Su rostro mostraba una indiferencia de quien no considera el asunto propio.

—¿Qué quieres que controle?

—¡Mira las barbaridades que acaba de decir!

Xue Jue siguió sin reaccionar.

—Lo siento. Ya olvidé lo que dijo hace un momento.

Xue Yanjing:

—…

Xue Man no pudo contenerse y soltó una carcajada.

Zu Qi vio con sus propios ojos cómo Xue Man hacía que Xue Yanjing saltara de furia con apenas unas frases.

Mientras la admiraba profundamente, decidió que en el futuro debía mantenerse lo más lejos posible de aquella reina demonio.

Porque aunque tuviera diez bocas, jamás podría ganarle una discusión.

Xue Jue notó pronto que algo en Zu Qi no iba bien.

Se inclinó hacia su oído y preguntó en voz baja:

—¿Qué pasa? ¿Te sientes mal?

La voz de Xue Jue era muy agradable.

Grave y magnética.

Un verdadero bajo profundo.

Al hablar, su aliento rozó la oreja de Zu Qi.

Le dio cosquillas.

Zu Qi no pudo evitar encoger el cuello.

En realidad, sí se sentía un poco mal.

Antes, al hablar con Heng Jingchen, Xiao Dengzi, Duan Kai y los demás, había bebido bastante vino tinto.

Después, al seguir a Xue Jue para conocer gente, aunque Xue Jue le bloqueó varias copas, aun así tomó cuatro o cinco.

Ahora el efecto del alcohol empezaba a subir.

Zu Qi se sentía mareado, con náuseas y ganas de vomitar.

—Quiero ir al baño —dijo.

Xue Jue respondió enseguida:

—Te acompaño.

—No hace falta.
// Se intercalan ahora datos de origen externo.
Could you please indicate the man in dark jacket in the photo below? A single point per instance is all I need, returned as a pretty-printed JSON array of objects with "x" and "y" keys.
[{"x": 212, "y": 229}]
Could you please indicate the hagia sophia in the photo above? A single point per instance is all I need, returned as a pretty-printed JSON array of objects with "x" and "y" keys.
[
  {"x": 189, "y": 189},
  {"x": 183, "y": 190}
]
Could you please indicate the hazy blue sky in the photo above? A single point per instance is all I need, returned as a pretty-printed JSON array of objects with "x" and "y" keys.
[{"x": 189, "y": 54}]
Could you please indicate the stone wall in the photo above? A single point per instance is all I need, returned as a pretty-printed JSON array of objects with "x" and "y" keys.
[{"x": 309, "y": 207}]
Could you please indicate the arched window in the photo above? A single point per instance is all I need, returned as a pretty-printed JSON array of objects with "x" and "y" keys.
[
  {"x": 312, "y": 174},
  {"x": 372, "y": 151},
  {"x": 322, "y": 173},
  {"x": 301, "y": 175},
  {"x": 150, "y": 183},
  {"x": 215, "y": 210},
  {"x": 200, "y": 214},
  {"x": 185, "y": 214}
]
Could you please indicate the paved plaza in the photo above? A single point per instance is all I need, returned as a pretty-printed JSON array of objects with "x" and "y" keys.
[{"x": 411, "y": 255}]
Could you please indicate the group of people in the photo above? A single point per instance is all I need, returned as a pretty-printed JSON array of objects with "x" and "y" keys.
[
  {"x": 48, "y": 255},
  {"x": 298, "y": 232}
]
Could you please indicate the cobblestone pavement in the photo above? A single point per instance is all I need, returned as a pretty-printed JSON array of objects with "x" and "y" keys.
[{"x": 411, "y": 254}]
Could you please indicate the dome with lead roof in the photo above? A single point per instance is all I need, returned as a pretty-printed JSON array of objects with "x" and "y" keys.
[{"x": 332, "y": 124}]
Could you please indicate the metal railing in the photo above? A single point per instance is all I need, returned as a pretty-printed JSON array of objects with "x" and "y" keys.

Puedo ir solo. Tú tienes que atender a los invitados.

Después de decirlo, Zu Qi caminó hacia el baño.

Parecía borracho y tambaleante, pero en ese momento salió corriendo más rápido que un conejo.

Xue Jue observó con impotencia su figura escapando y negó suavemente con la cabeza.

Luego no pudo evitar tocarse el rostro.

¿De verdad daba tanto miedo?

Por alguna razón, sentía que Zu Qi le tenía cada vez más miedo.

…

El baño del salón de banquetes era completamente distinto al de la residencia.

Seguía el estilo decorativo de un hotel.

Había baños separados para hombres y mujeres, con enormes espejos brillantes y varios cubículos.

Por supuesto, aunque solo fuera el baño masculino, su superficie era mucho más grande que la habitación donde Zu Qi vivía antes de transmigrar.

La decoración y los muebles irradiaban lujo inhumano por todas partes.

Zu Qi, mareado, dio una vuelta por el baño y no pudo evitar derramar dos lágrimas amargas.

Algunas personas luchaban toda la vida sin llegar jamás a Roma.

Otras nacían directamente en la meta de Roma.

Esa frase realmente dolía.

Zu Qi estaba bastante borracho.

Entró corriendo a un cubículo y empezó a hacer arcadas frente al inodoro.

Pero esa noche solo había comido algunos pastelillos, así que no logró vomitar nada.

Poco después, sintió una ola de cansancio.

Bajó la tapa del inodoro con un golpe seco, se giró y se sentó sobre ella con las piernas abiertas.

Al principio quería subir a ducharse y dormir.

Pero su cuerpo estaba tan agotado que parecía que incluso la fuerza para caminar se le había escurrido poco a poco.

Así que solo pudo quedarse sentado un rato para recuperarse.

Quién iba a pensar que, mientras descansaba así…

Se quedó dormido.

Hasta que una serie de pasos sonó fuera del cubículo.

Luego alguien llamó a la puerta.

Zu Qi, sobresaltado de golpe, enderezó el cuerpo y despertó bruscamente de aquella confusión.

—¿Quién?

—Soy yo —dijo suavemente la persona al otro lado.

—¿Xue Jue?

Sorprendido, Zu Qi extendió la mano y abrió el cerrojo.

La puerta del cubículo apenas se abrió un poco cuando Xue Jue se coló desde fuera.